Open Access Paper
17 October 2022 Learned cone-beam CT reconstruction using neural ordinary differential equations
Mareike Thies, Fabian Wagner, Mingxuan Gu, Lukas Folle, Lina Felsner, Andreas Maier
Author Affiliations +
Proceedings Volume 12304, 7th International Conference on Image Formation in X-Ray Computed Tomography; 1230409 (2022) https://doi.org/10.1117/12.2646442
Event: Seventh International Conference on Image Formation in X-Ray Computed Tomography (ICIFXCT 2022), 2022, Baltimore, United States
Abstract
Learned iterative reconstruction algorithms for inverse problems offer the flexibility to combine analytical knowledge about the problem with modules learned from data. This way, they achieve high reconstruction performance while ensuring consistency with the measured data. In computed tomography, extending such approaches from 2D fan-beam to 3D cone-beam data is challenging due to the prohibitively high GPU memory that would be needed to train such models. This paper proposes to use neural ordinary differential equations to solve the reconstruction problem in a residual formulation via numerical integration. For training, there is no need to backpropagate through several unrolled network blocks nor through the internals of the solver. Instead, the gradients are obtained very memory-efficiently in the neural ODE setting allowing for training on a single consumer graphics card. The method is able to reduce the root mean squared error by over 30% compared to the best performing classical iterative reconstruction algorithm and produces high quality cone-beam reconstructions even in a sparse view scenario.

1.

INTRODUCTION

Extending analytical or iterative reconstruction algorithms for computed tomography (CT) by deep learning modules has shown to improve the quality of the reconstructed images, especially in challenging cases like high noise levels or insufficient projection data.1, 2 For CT reconstruction, the input and output data of the problem are connected in a non-trivial geometrical manner.
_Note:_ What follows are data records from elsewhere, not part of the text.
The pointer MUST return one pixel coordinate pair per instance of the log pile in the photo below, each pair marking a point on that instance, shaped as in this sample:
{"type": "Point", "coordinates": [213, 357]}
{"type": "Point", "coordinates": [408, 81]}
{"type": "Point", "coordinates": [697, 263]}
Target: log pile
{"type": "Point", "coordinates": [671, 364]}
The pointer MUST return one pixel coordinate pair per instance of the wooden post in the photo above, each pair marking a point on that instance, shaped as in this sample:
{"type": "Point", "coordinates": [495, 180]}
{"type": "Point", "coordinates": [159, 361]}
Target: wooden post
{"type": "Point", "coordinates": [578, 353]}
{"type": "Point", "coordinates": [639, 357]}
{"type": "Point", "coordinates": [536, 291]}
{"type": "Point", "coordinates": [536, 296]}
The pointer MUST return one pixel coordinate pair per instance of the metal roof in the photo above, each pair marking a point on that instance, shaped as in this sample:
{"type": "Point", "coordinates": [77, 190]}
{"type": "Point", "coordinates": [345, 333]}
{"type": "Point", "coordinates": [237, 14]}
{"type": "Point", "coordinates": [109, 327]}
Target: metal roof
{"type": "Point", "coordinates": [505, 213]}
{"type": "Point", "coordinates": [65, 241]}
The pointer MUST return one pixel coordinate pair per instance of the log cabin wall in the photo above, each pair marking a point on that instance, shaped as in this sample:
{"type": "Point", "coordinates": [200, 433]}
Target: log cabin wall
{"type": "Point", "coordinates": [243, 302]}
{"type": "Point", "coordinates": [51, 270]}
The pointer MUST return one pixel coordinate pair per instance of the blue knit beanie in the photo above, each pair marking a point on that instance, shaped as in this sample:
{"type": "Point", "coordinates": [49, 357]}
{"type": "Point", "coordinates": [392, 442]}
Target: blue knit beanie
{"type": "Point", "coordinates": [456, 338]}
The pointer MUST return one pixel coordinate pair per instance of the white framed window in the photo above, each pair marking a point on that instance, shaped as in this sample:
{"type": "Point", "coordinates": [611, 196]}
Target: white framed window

This is the reason why most deep-learning-based reconstruction approaches, instead of learning direct mapping from sinogram to image domain, incorporate knowledge about the physical operator connecting both domains and replace single components in the reconstruction pipeline by their learned counterpart, mostly operating in one domain only.3

Unrolled iterative approaches seek to solve the reconstruction problem by loosely mimicking known iterative algorithms for inverse problems. This is done by unrolling a fixed number of iterations in depth as a deep learning architecture and incorporating learnable components in each step which are trained end-to-end. The exact architecture and the role of the trainable modules can vary giving rise to a number of approaches for MRI4, 5 and CT.1, 6, 7

While these unrolled iterative algorithms have achieved superior performance for the reconstruction of 2D images, their extension to the 3D case is challenging. Training requires gradient backpropagation through the entire unrolled sequence of trainable and known operators, thereby consuming a large amount of memory on the graphics card (GPU). In the 3D case, the amount of memory occupied by intermediate representations needed during backpropagation exceeds the memory of modern GPUs making the direct application of iterative approaches infeasible.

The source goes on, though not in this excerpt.